Oosthoek Encyclopedie

Oosthoek (1985)

Gepubliceerd op 09-03-2021

Fokker, nv koninklijke nederlandse vliegtuigfabrieken

betekenis & definitie

Ned. vliegtuigbouwindustrie.

Op 11.2.1980 werd de fusie tussen Fokker en VFW ontbonden. Dit was een gevolg van de door de BRD nagestreefde herstructurering van de Westduitse lucht- en ruimtevaartindustrie, die een samensmelting van Messerschmitt-Bölkow-Blohm GmbH en VFW tot doel had.

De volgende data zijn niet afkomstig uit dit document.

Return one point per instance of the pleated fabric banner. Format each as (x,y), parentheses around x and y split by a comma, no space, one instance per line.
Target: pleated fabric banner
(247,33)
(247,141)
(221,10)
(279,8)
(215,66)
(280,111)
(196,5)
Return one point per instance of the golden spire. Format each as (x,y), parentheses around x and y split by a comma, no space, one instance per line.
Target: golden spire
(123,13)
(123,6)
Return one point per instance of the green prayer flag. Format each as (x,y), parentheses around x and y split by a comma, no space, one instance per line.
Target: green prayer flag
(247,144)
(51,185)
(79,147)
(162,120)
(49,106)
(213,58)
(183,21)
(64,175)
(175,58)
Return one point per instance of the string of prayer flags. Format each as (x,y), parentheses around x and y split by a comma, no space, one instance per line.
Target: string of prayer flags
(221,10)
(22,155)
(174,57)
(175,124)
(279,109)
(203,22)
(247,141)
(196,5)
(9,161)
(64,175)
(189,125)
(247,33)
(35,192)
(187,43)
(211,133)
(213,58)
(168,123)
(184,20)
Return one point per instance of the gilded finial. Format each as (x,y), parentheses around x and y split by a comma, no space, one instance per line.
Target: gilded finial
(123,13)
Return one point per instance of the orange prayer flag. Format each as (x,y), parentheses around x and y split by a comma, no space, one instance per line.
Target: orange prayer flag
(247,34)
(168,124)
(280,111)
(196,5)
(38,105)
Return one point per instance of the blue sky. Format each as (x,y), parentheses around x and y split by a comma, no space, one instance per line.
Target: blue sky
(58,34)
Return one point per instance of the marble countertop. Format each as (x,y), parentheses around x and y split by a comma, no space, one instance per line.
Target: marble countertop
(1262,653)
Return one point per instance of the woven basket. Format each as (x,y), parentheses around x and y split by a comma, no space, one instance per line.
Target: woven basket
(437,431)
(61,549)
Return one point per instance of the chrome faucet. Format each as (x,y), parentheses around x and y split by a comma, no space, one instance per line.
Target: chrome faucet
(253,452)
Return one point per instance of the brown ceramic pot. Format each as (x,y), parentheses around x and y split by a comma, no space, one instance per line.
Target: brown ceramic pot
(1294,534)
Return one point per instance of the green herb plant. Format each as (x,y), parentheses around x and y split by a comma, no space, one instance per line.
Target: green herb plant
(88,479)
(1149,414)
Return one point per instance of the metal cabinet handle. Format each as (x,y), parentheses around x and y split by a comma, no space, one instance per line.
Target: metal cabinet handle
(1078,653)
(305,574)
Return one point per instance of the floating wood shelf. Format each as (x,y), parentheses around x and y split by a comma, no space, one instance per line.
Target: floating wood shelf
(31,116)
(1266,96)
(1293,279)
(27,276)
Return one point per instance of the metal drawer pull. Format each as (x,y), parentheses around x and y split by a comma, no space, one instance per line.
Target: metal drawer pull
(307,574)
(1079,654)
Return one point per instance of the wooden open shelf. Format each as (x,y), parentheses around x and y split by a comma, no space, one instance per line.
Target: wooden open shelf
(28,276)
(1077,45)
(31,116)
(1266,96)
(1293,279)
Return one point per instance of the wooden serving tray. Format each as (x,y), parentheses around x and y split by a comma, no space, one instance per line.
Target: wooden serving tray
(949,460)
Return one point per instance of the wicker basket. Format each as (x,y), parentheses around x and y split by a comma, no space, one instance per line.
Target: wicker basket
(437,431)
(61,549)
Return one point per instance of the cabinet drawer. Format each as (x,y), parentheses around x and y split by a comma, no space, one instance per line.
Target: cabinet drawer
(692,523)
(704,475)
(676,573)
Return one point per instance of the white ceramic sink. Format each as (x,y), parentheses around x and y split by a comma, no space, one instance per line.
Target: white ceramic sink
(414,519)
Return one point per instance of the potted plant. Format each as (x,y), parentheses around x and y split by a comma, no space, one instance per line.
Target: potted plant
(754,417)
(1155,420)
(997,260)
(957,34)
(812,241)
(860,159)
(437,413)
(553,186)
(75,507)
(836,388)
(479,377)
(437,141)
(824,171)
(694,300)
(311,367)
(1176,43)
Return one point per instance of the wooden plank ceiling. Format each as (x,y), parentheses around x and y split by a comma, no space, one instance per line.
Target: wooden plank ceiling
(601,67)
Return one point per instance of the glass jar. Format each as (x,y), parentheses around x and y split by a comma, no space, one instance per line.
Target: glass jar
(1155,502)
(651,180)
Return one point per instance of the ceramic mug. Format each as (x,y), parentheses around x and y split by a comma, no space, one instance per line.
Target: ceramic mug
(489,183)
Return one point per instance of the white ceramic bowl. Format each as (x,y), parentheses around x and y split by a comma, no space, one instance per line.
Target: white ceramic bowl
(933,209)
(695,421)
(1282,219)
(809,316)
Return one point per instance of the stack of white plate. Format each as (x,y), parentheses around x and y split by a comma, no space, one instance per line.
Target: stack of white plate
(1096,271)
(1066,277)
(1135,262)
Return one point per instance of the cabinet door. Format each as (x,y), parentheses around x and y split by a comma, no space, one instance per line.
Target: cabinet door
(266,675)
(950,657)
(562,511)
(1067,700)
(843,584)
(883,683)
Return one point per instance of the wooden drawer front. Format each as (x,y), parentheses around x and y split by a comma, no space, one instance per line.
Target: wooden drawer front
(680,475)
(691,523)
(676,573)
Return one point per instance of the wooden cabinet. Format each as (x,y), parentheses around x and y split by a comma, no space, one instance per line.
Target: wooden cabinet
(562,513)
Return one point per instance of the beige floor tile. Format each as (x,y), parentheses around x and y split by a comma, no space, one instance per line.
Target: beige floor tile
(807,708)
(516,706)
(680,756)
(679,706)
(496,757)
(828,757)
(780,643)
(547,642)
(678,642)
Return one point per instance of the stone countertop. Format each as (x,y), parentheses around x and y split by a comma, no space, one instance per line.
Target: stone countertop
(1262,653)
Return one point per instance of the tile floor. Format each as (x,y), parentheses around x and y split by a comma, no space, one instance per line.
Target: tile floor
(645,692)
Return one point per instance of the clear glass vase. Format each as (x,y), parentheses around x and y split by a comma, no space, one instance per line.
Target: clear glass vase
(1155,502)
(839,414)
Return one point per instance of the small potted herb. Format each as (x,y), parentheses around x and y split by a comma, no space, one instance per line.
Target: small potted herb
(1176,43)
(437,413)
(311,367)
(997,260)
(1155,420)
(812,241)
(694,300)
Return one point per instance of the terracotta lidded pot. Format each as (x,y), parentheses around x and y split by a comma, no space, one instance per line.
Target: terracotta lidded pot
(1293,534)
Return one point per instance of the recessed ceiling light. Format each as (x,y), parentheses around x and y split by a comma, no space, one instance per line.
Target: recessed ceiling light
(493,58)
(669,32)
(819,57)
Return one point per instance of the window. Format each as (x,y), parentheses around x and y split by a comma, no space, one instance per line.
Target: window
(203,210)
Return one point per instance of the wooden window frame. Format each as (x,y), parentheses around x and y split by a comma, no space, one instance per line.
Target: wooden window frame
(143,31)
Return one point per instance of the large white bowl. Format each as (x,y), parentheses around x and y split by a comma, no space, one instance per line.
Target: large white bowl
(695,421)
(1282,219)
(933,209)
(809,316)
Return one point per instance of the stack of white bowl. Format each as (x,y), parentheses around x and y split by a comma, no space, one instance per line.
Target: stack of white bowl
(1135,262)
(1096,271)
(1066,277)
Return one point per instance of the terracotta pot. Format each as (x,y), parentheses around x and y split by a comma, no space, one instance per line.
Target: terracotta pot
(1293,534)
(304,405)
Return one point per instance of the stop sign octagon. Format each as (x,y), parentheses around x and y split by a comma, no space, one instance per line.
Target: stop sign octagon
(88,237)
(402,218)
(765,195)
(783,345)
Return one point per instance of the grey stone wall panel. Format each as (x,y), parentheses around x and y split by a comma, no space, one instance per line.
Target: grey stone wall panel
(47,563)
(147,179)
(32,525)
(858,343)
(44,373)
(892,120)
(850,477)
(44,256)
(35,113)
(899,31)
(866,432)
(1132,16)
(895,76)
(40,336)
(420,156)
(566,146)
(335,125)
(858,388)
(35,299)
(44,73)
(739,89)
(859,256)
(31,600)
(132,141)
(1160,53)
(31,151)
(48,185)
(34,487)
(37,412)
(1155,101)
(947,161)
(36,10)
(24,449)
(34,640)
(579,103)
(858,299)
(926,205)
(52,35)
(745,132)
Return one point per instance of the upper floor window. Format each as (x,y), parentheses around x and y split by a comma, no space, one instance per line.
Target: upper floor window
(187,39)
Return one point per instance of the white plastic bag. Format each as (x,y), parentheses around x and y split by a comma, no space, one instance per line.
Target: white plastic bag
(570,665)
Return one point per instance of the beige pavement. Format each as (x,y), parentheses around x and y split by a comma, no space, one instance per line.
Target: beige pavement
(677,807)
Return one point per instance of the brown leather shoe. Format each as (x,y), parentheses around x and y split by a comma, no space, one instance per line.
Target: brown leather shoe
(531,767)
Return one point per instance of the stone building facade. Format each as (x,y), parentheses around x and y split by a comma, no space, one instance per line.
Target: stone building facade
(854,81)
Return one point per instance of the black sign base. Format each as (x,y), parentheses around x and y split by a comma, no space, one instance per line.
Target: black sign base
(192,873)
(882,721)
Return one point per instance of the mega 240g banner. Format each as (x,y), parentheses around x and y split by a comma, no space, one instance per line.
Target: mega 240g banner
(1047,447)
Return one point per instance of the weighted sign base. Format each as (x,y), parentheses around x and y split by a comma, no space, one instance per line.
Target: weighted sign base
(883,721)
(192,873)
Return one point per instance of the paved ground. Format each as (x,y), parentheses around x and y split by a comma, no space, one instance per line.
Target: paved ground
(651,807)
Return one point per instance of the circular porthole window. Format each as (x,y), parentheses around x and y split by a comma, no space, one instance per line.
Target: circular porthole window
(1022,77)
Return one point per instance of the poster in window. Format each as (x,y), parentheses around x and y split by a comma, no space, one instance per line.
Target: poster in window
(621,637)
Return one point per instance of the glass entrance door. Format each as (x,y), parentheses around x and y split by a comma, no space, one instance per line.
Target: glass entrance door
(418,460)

Fokker trad daarna weer op als een zelfstandige maatschappij. Alle aandacht werd gewijd aan het nieuwe ontwerp de F 29, een straalverkeersvliegtuig voor 140-160 passagiers. Dit ontwerp was reeds in een vergevorderd stadium toen Fokker in mei 1981 een overeenkomst sloot op 50 %-basis met het Amerikaanse McDonnell-Douglas-concern om gezamenlijk een passagierstoestel te bouwen voor de middellange afstand, waarbij de F 29 als uitgangspunt zou dienen. Het te bouwen vliegtuig kreeg de benaming MDF-100.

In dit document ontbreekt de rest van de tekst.